The Vault stores written messages such as Bloomberg messages, Microsoft Exchange, Office 365, Notes, instant messages, social media and mobile messaging for about 540 clients who have stuffed 66 billion records, several petabytes, into the Vault.

Now the FSA in England and the CFTC in the U.S. want more voice recordings; for more than a year the FSA has required that any company mobile phone used in trading be recorded.

With the Orange Business alliance, Bloomberg can link voice recordings with written messages for comprehensive archiving and indexing and eventually analytics -- analysis of voice recordings still requires people to listen to the speakers although that may be changing.

Collet said Bloomberg is responding to regulatory demands with the Orange alliance.

“They are a large player in voice recording -- they are in 1,300 trading floors  -- so they  provide access to all that recorded voice data and an ability to move it into the Vault for analytics and followup for indexing and archiving. Then a compliance officer can run a single search and produce all the consolidated records related to a regulatory request.”

The explosion of data, even in mid-size firms requires automation, Collet added.

“In the the old world of regulatory investigations and e-discovery, you used to retrieve records and review them one at a time. The advent of even mid-size firms producing multiple terabytes of data makes it is impossible to take that approach.

“We need newer approaches. In the unstructured data world, especially text, the big trend is predictive coding or predictive analytics that identify high-risk communications, flag them for followup and use machine learning to train a data set.”

Voice records can provide a lot of information even without listening to the recordings, he added.

“You can map lines to a particular person and see directional flows from one number to another, the frequency of communication and the length of calls. You can use voice indexing technology employing various approaches. Some focus on phonetic search or various other voice indexing technologies whose accuracy rate depends on the quality of the line recording, the language spoken and the dialect. One firm in Switzerland has 16 different dialects on their trading floors.”

You want as little human review as possible because it is expensive, he added.

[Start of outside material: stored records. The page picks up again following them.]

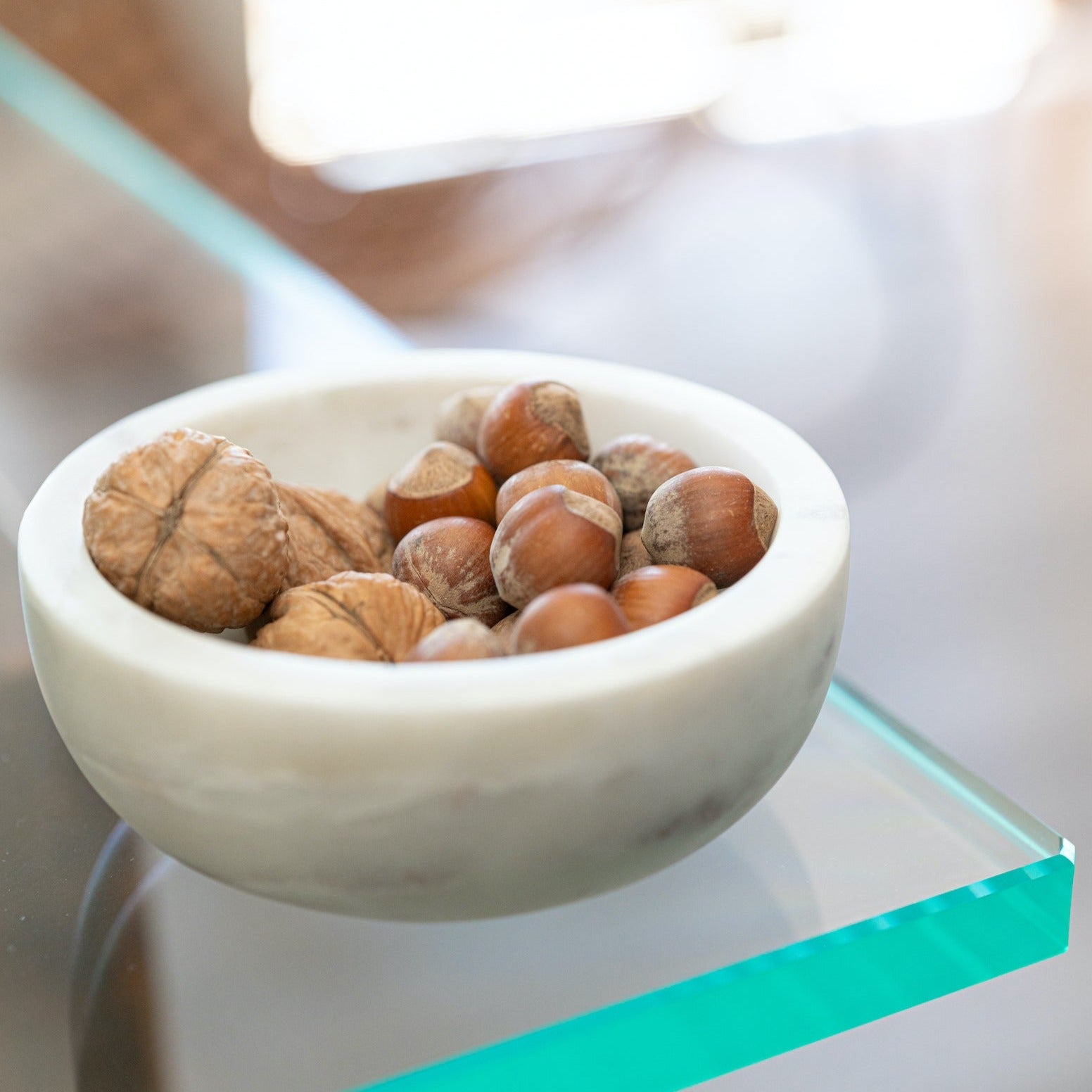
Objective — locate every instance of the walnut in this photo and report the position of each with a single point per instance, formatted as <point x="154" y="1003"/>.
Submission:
<point x="330" y="533"/>
<point x="190" y="528"/>
<point x="350" y="616"/>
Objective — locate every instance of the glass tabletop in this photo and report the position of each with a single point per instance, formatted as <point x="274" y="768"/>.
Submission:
<point x="877" y="875"/>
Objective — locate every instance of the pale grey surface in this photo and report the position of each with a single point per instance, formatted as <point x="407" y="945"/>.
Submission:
<point x="918" y="304"/>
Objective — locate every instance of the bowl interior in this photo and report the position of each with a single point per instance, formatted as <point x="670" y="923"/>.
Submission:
<point x="352" y="438"/>
<point x="350" y="431"/>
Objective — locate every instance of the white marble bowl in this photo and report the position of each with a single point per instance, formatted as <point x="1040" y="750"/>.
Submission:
<point x="439" y="791"/>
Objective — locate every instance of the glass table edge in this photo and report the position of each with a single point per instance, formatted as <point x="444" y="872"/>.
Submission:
<point x="85" y="128"/>
<point x="709" y="1026"/>
<point x="694" y="1009"/>
<point x="716" y="1024"/>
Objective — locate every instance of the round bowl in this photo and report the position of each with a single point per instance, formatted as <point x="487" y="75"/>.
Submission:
<point x="451" y="789"/>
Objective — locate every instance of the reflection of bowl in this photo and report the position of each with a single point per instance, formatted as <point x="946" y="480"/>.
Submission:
<point x="443" y="789"/>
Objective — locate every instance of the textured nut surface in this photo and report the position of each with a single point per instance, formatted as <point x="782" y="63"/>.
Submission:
<point x="714" y="520"/>
<point x="329" y="533"/>
<point x="190" y="528"/>
<point x="568" y="616"/>
<point x="462" y="639"/>
<point x="350" y="616"/>
<point x="637" y="465"/>
<point x="571" y="473"/>
<point x="532" y="423"/>
<point x="449" y="560"/>
<point x="659" y="592"/>
<point x="633" y="555"/>
<point x="461" y="415"/>
<point x="441" y="480"/>
<point x="555" y="536"/>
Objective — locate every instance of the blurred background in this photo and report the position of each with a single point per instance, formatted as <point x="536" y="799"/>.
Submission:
<point x="872" y="220"/>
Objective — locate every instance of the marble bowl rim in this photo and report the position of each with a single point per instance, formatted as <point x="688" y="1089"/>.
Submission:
<point x="807" y="554"/>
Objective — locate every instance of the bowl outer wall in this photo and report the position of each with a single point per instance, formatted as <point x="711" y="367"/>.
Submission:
<point x="453" y="789"/>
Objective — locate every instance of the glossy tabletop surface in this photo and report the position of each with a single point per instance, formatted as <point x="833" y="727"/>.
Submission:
<point x="124" y="282"/>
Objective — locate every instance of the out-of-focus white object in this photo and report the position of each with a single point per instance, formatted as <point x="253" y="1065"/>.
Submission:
<point x="343" y="77"/>
<point x="814" y="67"/>
<point x="379" y="93"/>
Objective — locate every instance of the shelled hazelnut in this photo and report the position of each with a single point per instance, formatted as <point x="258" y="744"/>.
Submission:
<point x="436" y="564"/>
<point x="443" y="480"/>
<point x="633" y="555"/>
<point x="329" y="533"/>
<point x="712" y="519"/>
<point x="575" y="475"/>
<point x="659" y="592"/>
<point x="189" y="526"/>
<point x="567" y="616"/>
<point x="462" y="639"/>
<point x="448" y="559"/>
<point x="555" y="536"/>
<point x="637" y="465"/>
<point x="532" y="423"/>
<point x="350" y="616"/>
<point x="461" y="415"/>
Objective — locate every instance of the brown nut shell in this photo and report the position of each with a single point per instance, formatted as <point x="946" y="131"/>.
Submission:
<point x="532" y="423"/>
<point x="568" y="616"/>
<point x="190" y="528"/>
<point x="330" y="533"/>
<point x="504" y="631"/>
<point x="571" y="473"/>
<point x="350" y="616"/>
<point x="461" y="415"/>
<point x="555" y="536"/>
<point x="449" y="560"/>
<point x="462" y="639"/>
<point x="633" y="555"/>
<point x="659" y="592"/>
<point x="714" y="520"/>
<point x="441" y="480"/>
<point x="637" y="465"/>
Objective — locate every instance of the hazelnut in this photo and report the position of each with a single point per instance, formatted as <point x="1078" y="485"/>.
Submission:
<point x="573" y="614"/>
<point x="330" y="533"/>
<point x="461" y="415"/>
<point x="712" y="519"/>
<point x="443" y="480"/>
<point x="531" y="423"/>
<point x="573" y="474"/>
<point x="659" y="592"/>
<point x="462" y="639"/>
<point x="637" y="465"/>
<point x="449" y="560"/>
<point x="350" y="616"/>
<point x="555" y="536"/>
<point x="504" y="631"/>
<point x="633" y="555"/>
<point x="189" y="526"/>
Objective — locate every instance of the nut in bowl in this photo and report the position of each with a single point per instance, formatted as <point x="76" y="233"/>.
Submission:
<point x="441" y="789"/>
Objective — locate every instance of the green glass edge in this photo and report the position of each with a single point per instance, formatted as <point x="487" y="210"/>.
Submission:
<point x="87" y="129"/>
<point x="706" y="1027"/>
<point x="709" y="1026"/>
<point x="967" y="787"/>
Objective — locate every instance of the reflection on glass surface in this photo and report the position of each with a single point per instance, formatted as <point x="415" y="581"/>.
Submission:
<point x="239" y="991"/>
<point x="122" y="282"/>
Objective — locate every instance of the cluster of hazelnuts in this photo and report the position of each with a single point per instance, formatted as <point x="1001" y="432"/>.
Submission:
<point x="500" y="538"/>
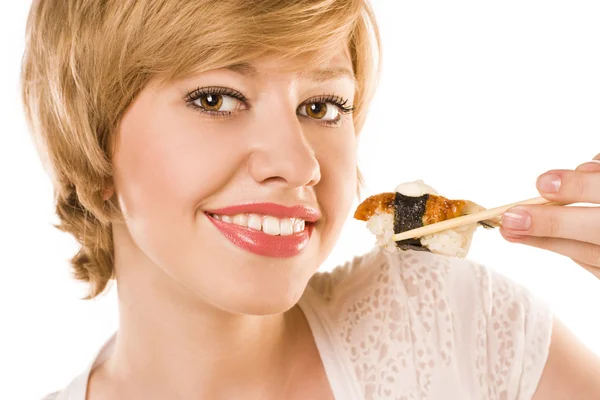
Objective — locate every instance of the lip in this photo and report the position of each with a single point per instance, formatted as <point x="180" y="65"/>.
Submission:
<point x="307" y="213"/>
<point x="258" y="242"/>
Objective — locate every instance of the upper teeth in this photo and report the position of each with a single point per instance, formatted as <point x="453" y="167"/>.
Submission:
<point x="267" y="223"/>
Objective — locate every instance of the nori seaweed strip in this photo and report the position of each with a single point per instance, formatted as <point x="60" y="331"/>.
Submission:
<point x="408" y="214"/>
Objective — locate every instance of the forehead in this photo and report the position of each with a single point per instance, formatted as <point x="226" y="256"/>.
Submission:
<point x="317" y="67"/>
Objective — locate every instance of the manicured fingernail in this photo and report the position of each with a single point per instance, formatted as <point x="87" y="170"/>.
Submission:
<point x="549" y="183"/>
<point x="517" y="219"/>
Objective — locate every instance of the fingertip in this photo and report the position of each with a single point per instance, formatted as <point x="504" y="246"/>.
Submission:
<point x="589" y="166"/>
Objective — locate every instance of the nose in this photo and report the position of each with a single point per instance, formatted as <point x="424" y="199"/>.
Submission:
<point x="282" y="155"/>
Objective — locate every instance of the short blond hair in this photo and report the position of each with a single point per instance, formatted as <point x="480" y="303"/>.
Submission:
<point x="85" y="61"/>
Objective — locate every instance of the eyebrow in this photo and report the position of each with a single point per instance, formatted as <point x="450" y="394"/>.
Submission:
<point x="318" y="75"/>
<point x="322" y="75"/>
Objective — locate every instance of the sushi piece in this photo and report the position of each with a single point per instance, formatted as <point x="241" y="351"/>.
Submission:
<point x="413" y="205"/>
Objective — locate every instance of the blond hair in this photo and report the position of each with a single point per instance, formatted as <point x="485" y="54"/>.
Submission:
<point x="85" y="61"/>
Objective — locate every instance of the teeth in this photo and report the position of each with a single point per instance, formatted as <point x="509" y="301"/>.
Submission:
<point x="298" y="225"/>
<point x="268" y="224"/>
<point x="286" y="226"/>
<point x="241" y="219"/>
<point x="271" y="226"/>
<point x="255" y="222"/>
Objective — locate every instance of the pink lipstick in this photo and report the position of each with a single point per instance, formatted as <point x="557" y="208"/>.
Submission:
<point x="256" y="241"/>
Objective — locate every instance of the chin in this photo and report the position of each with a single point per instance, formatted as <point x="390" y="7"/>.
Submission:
<point x="264" y="291"/>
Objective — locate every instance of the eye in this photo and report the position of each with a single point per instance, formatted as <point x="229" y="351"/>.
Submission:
<point x="320" y="110"/>
<point x="217" y="101"/>
<point x="326" y="109"/>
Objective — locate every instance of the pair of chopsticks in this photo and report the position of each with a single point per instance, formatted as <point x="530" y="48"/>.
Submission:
<point x="466" y="220"/>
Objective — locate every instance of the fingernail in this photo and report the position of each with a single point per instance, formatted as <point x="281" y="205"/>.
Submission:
<point x="517" y="219"/>
<point x="549" y="183"/>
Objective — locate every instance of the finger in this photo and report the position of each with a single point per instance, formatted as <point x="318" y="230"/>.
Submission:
<point x="568" y="186"/>
<point x="577" y="223"/>
<point x="581" y="252"/>
<point x="590" y="166"/>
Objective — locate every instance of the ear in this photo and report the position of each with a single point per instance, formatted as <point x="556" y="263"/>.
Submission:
<point x="109" y="189"/>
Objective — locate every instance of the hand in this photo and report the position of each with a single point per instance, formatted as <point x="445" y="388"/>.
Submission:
<point x="571" y="231"/>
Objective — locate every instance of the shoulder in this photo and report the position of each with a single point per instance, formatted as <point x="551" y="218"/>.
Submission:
<point x="426" y="324"/>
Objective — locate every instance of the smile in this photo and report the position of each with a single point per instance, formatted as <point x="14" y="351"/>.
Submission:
<point x="267" y="229"/>
<point x="266" y="223"/>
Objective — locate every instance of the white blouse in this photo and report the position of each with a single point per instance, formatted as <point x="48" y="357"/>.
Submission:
<point x="414" y="325"/>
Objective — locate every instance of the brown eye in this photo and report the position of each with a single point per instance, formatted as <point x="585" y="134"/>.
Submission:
<point x="316" y="110"/>
<point x="211" y="102"/>
<point x="320" y="110"/>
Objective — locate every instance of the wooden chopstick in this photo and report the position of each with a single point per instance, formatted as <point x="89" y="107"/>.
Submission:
<point x="466" y="220"/>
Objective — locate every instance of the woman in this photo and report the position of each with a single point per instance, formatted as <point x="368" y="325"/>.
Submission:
<point x="204" y="156"/>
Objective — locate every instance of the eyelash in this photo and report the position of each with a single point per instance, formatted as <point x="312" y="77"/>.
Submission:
<point x="191" y="97"/>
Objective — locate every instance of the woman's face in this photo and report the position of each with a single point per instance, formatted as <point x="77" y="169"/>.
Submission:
<point x="236" y="182"/>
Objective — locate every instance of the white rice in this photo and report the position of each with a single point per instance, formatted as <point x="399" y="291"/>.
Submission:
<point x="452" y="242"/>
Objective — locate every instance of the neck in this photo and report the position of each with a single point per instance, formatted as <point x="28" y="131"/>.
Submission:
<point x="175" y="346"/>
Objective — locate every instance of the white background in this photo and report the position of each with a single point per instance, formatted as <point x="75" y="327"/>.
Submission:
<point x="476" y="98"/>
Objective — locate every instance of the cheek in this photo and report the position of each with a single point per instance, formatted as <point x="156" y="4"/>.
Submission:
<point x="338" y="161"/>
<point x="166" y="163"/>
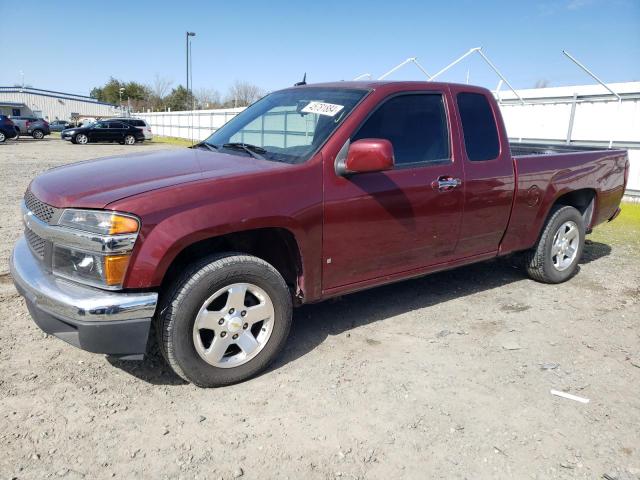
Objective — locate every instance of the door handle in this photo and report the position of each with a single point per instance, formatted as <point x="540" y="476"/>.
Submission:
<point x="445" y="183"/>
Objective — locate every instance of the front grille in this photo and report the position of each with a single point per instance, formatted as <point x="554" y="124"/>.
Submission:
<point x="40" y="209"/>
<point x="36" y="243"/>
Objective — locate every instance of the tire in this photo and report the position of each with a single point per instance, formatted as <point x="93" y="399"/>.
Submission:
<point x="555" y="258"/>
<point x="188" y="330"/>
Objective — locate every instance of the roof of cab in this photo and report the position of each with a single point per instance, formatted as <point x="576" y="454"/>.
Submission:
<point x="373" y="84"/>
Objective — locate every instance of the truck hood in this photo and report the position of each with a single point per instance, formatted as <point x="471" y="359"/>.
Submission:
<point x="96" y="183"/>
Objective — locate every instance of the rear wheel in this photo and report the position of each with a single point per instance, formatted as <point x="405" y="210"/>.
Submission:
<point x="555" y="257"/>
<point x="224" y="320"/>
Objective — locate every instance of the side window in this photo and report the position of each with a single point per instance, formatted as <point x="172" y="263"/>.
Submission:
<point x="416" y="126"/>
<point x="478" y="126"/>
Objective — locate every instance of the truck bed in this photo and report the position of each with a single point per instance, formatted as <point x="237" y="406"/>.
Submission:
<point x="521" y="149"/>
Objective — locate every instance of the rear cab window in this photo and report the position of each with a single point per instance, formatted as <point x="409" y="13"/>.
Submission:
<point x="416" y="126"/>
<point x="478" y="126"/>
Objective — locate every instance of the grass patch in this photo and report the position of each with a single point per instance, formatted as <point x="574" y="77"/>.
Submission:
<point x="181" y="142"/>
<point x="624" y="230"/>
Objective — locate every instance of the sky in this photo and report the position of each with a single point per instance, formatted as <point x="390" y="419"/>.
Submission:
<point x="73" y="47"/>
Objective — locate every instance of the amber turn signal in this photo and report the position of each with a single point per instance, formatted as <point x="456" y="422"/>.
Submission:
<point x="122" y="224"/>
<point x="115" y="267"/>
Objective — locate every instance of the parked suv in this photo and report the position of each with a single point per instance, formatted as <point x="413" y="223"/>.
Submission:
<point x="59" y="125"/>
<point x="32" y="126"/>
<point x="138" y="123"/>
<point x="103" y="131"/>
<point x="7" y="128"/>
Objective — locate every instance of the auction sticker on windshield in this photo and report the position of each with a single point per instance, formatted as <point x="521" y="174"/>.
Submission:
<point x="321" y="108"/>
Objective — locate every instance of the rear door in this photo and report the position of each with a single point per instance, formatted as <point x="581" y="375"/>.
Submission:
<point x="383" y="223"/>
<point x="99" y="132"/>
<point x="117" y="131"/>
<point x="489" y="174"/>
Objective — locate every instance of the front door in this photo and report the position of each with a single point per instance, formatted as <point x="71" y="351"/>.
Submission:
<point x="381" y="223"/>
<point x="117" y="131"/>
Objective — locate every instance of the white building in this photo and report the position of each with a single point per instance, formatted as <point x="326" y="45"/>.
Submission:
<point x="52" y="105"/>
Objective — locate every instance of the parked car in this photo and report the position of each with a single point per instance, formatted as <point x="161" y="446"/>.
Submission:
<point x="138" y="123"/>
<point x="369" y="183"/>
<point x="104" y="131"/>
<point x="59" y="125"/>
<point x="32" y="126"/>
<point x="7" y="128"/>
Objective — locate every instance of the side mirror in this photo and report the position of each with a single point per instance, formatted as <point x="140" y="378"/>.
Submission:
<point x="366" y="155"/>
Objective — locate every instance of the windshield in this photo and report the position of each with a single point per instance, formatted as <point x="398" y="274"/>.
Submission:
<point x="287" y="126"/>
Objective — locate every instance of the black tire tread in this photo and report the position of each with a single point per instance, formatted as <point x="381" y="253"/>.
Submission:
<point x="534" y="259"/>
<point x="181" y="286"/>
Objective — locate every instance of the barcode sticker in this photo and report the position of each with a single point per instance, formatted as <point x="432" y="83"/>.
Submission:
<point x="321" y="108"/>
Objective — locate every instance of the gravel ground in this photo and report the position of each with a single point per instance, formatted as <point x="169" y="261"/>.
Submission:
<point x="448" y="376"/>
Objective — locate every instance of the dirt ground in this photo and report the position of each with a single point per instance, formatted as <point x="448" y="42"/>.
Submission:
<point x="448" y="376"/>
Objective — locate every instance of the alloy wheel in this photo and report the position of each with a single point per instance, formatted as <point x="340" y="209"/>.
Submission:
<point x="565" y="245"/>
<point x="233" y="325"/>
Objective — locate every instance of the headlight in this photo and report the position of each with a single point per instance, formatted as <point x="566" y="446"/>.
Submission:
<point x="90" y="268"/>
<point x="99" y="221"/>
<point x="92" y="264"/>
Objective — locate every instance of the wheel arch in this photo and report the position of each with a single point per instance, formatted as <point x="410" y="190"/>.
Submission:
<point x="275" y="245"/>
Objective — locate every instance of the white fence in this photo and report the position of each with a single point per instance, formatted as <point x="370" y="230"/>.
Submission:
<point x="578" y="115"/>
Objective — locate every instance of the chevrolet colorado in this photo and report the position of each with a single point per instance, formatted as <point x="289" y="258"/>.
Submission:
<point x="312" y="192"/>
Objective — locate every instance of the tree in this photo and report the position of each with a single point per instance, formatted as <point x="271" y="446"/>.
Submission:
<point x="242" y="94"/>
<point x="134" y="93"/>
<point x="110" y="92"/>
<point x="207" y="98"/>
<point x="178" y="99"/>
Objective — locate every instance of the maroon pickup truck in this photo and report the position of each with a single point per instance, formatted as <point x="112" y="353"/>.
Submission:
<point x="312" y="192"/>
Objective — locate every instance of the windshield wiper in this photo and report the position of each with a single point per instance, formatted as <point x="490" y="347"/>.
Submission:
<point x="208" y="146"/>
<point x="252" y="150"/>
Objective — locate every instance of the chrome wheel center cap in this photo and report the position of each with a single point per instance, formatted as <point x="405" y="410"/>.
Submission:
<point x="234" y="324"/>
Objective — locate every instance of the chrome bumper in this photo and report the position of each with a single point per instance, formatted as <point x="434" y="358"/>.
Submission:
<point x="70" y="301"/>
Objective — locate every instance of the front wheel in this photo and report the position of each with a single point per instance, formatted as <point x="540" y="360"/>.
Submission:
<point x="555" y="257"/>
<point x="224" y="320"/>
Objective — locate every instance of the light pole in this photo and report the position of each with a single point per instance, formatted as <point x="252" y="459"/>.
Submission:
<point x="188" y="34"/>
<point x="121" y="92"/>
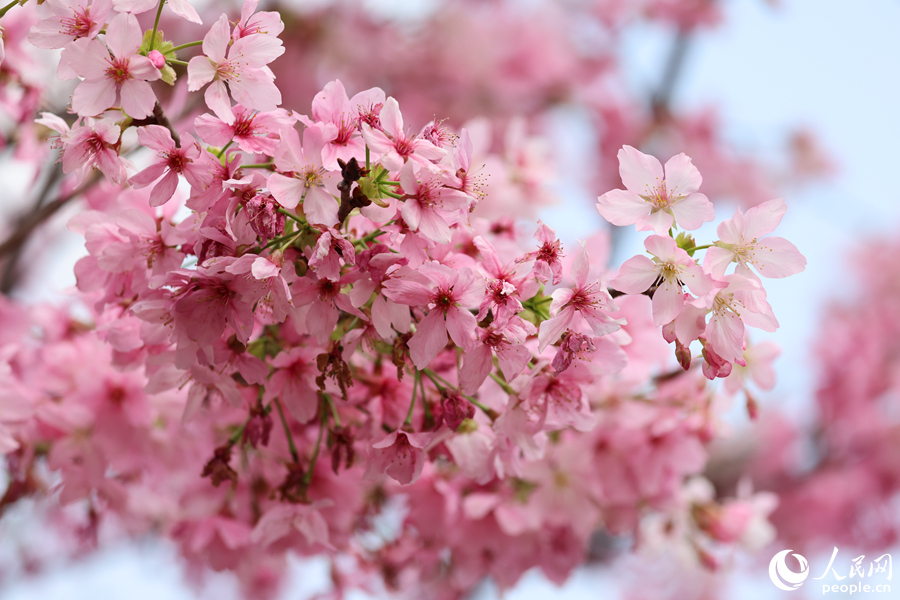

“We are trying to automate it so a compliance officer can drill down and find all the text communications and see the [related] voice communications.” The company doesn’t offer voice indexing yet, he added.

The move to improve voice recording and indexing received a  big boost from the CFTC’s move to require more record-keeping in the derivatives market, including pre- and post-trade reporting.

“Record-keeping is a major component [of CFTC regulation] and since the swaps market is very large and trades were often settled on the phone, recording has a very direct impact on a lot of these firms. They are identifying their requirements, looking at their particular role in the swaps market and many are putting in voice recording solutions. Our announcement is a direct response to that.”

The U.S. has led in electronic record-keeping while the UK has been ahead in requirements for voice recording, especially recording mobiles, Collet added.

Other global markets are moving to increase their requirements, he added.

The financial service industry history of mergers and acquisitions makes compliance particularly challenging because it has led to a mix of technology platforms at many firms.

“All of this data is typically fragmented, with consolidation and acquisitions,” said Collet. “The amount of data is challenging and few firms have a solid handle on unstructured information. With regulators adding voice to the mix, it is causing real headaches for clients.”